In its early stages, Jianyibao received strong support from partner pharmaceutical companies, with over 200 medical representatives across more than 100 cities providing drug knowledge training to pharmacy staff.
Secondly, I highly recognize the team at Jianyibao. Most of them have experience in pharmaceutical sales, chronic disease management, and even insurance product design. They possess deep industry insights and are extremely sensitive to evolving customer needs. I believe that startups in the insurance sector must possess six core capabilities:
1. Possess a clear and profound understanding of the current state of medical insurance;
2. Understand the internal management structure of healthcare-related enterprises, particularly the collaboration models for innovative businesses;
3. Familiar with the medical consultation process;
4. Sensitive to new products;
5. Exceptional capability in acquiring consumer-facing (C-end) traffic;
6. Data Acquisition and Actuarial Capabilities.
Most critically, in an industry that is so heavily reliant on connectivity and operations, teams need to possess exceptional adaptability.
It can be said that the robust growth of Jianyibao has initially validated our team’s market analysis, though there is still a long road ahead.

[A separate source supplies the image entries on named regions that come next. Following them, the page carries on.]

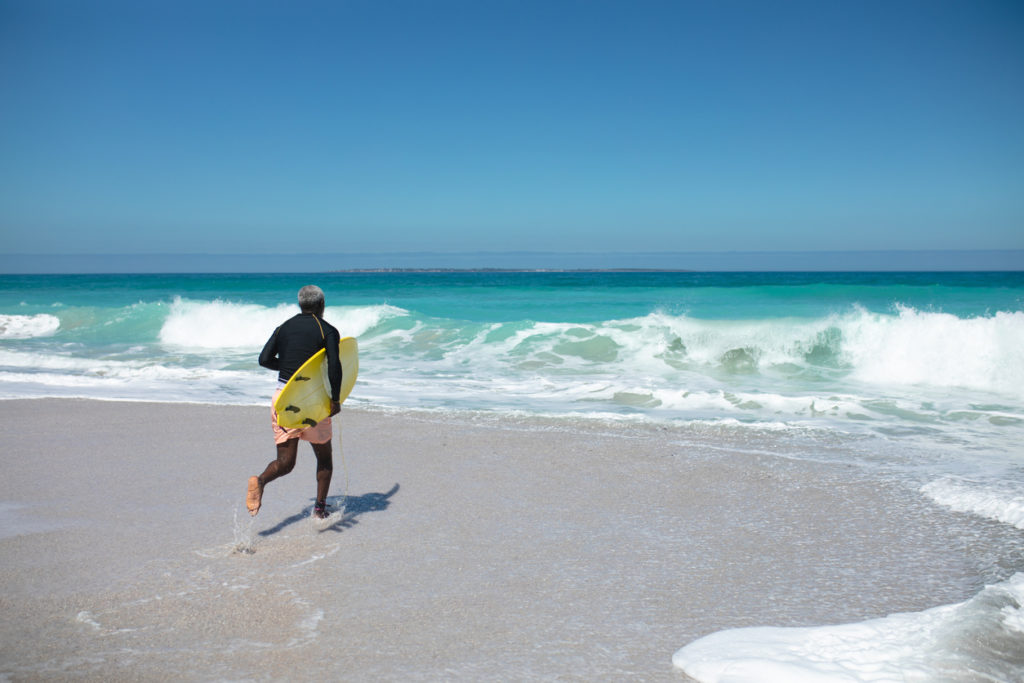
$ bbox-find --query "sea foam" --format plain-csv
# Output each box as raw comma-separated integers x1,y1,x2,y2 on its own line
0,313,60,339
160,298,403,349
672,573,1024,683
921,477,1024,529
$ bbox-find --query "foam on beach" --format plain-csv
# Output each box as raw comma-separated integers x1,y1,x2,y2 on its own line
672,573,1024,683
0,313,60,339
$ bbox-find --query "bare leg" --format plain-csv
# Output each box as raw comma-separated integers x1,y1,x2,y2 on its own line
312,441,334,503
246,438,299,516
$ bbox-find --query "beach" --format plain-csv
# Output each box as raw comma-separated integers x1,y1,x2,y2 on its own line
0,399,1022,681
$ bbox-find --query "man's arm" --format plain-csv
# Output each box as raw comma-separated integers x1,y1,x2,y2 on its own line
325,330,342,403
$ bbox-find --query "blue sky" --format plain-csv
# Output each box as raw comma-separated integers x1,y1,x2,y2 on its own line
0,0,1024,259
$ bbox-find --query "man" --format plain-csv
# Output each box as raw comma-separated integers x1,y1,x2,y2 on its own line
246,285,341,519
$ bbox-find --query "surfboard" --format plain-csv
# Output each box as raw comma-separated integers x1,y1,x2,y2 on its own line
273,337,359,429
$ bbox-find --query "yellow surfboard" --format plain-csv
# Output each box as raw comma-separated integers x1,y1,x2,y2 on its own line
273,337,359,429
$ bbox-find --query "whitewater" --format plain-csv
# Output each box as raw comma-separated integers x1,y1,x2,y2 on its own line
0,272,1024,681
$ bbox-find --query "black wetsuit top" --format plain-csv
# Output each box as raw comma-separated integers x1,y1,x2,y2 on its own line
259,313,341,401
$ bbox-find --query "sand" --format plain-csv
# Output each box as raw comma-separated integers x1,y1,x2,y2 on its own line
0,399,1012,681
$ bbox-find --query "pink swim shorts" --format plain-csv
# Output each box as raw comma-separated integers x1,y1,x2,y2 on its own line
270,389,333,443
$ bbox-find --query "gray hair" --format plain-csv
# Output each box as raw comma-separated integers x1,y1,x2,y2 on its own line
299,285,324,313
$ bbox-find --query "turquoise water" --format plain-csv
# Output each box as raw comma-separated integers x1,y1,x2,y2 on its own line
0,272,1024,427
0,271,1024,462
0,272,1024,671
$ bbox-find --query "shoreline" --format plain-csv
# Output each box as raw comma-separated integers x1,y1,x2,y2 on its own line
0,398,1019,681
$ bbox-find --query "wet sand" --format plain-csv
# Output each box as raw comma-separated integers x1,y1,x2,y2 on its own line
0,399,1012,681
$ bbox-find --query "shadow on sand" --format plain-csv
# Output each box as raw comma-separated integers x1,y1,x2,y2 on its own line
259,484,399,537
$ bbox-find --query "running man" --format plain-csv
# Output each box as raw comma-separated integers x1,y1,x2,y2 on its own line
246,285,341,519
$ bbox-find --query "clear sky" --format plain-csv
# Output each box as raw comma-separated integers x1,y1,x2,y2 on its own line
0,0,1024,259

With 400 million users and a trillion-yuan market, the future opportunities are immense. It is highly likely that the market will initially target patients with pre-existing conditions, then gradually expand to a broader audience. The business model will evolve from B-side acquisition of patients—where premiums are facilitated by businesses—to a stage where patients proactively purchase insurance on their own initiative.

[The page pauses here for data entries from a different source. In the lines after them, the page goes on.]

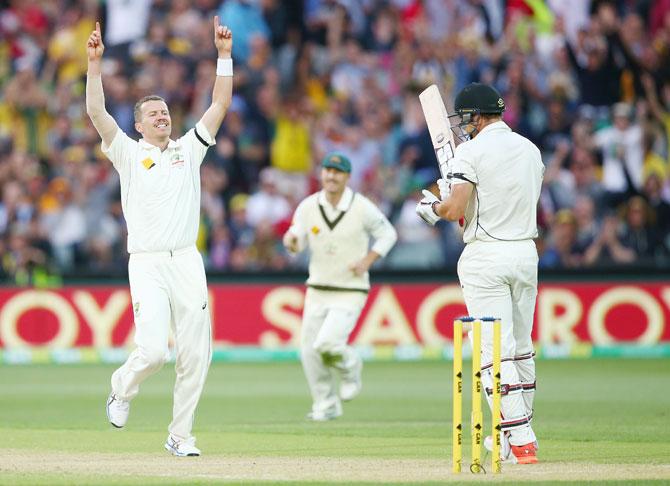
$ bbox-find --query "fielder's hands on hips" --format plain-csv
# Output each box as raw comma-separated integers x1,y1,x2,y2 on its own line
214,15,233,55
437,179,451,201
416,189,441,226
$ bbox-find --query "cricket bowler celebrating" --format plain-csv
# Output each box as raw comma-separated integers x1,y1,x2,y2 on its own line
416,83,544,464
283,153,397,422
86,17,233,456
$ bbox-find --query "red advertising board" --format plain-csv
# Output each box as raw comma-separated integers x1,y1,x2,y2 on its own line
0,282,670,348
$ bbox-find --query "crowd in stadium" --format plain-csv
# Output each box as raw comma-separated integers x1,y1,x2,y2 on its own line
0,0,670,284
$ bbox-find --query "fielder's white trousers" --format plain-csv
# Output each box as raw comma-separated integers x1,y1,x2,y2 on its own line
300,288,367,413
112,246,212,441
458,240,538,445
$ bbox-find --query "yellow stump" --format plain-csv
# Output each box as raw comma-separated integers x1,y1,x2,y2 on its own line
491,319,501,474
451,319,463,473
470,319,484,473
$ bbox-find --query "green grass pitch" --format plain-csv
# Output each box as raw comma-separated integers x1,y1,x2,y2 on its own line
0,359,670,484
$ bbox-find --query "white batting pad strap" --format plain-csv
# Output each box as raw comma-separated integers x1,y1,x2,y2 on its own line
216,59,233,76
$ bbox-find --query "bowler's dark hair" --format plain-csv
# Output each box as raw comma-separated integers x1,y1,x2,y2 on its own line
133,95,167,123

I am often asked where the new opportunities in this industry lie. I believe that in the coming period, as advancements are made in informatization, regulation, and data support, a large number of medical insurance service enterprises will be able to provide support in areas such as innovative sales outreach, supplemental services, and premium actuarial analysis.

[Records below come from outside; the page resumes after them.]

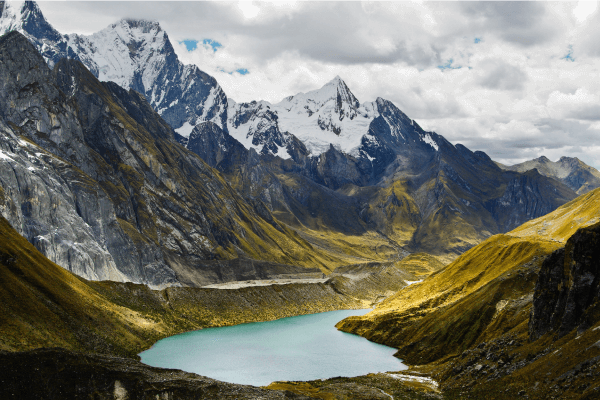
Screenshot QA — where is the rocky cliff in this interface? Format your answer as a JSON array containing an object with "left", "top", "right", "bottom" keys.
[
  {"left": 0, "top": 0, "right": 227, "bottom": 137},
  {"left": 529, "top": 224, "right": 600, "bottom": 340},
  {"left": 0, "top": 349, "right": 310, "bottom": 400},
  {"left": 0, "top": 32, "right": 342, "bottom": 287}
]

From an informatization perspective, the state has laid the technological and data foundation for health insurance by establishing medical big data centers, implementing rational oversight of internet-based healthcare, liberalizing prescription circulation, and issuing approval policies for AI products. Coupled with the aforementioned departmental alliances and medical consortia, this enables a broader range of population sample data to inform health insurance product design.
From the perspective of commercial health insurance regulation, the state continues to encourage commercial health insurance to serve as a supplementary coverage to public healthcare, thereby diversifying residents' medical security options.
The Tianjin Insurance Regulatory Bureau has stepped up supervision of short-term medical insurance products such as “Million Medical” plans, aiming to establish industry standards while maintaining an overall open stance.
For instance, Henan Province has launched a provincial-level commercial insurance settlement platform. Patients can be admitted to hospitals connected to this direct-billing platform without paying a deposit. Upon discharge, the medical insurance and commercial insurance adjudication systems operate in sync, allowing patients to leave after paying only the out-of-pocket expenses not covered by either insurance scheme.
Hospital information technology departments or medical insurance management divisions should also appropriately disclose medical insurance and treatment data, or provide them to authorized partners. Meanwhile, health insurance distribution channels have become more precise than before; insuring individuals with pre-existing conditions enables a tighter integration of insurance product SKUs with distribution channels, facilitating earlier intervention and faster customer education.
For entrepreneurs, overtaking on a bend by breaking into the health insurance industry holds promising prospects.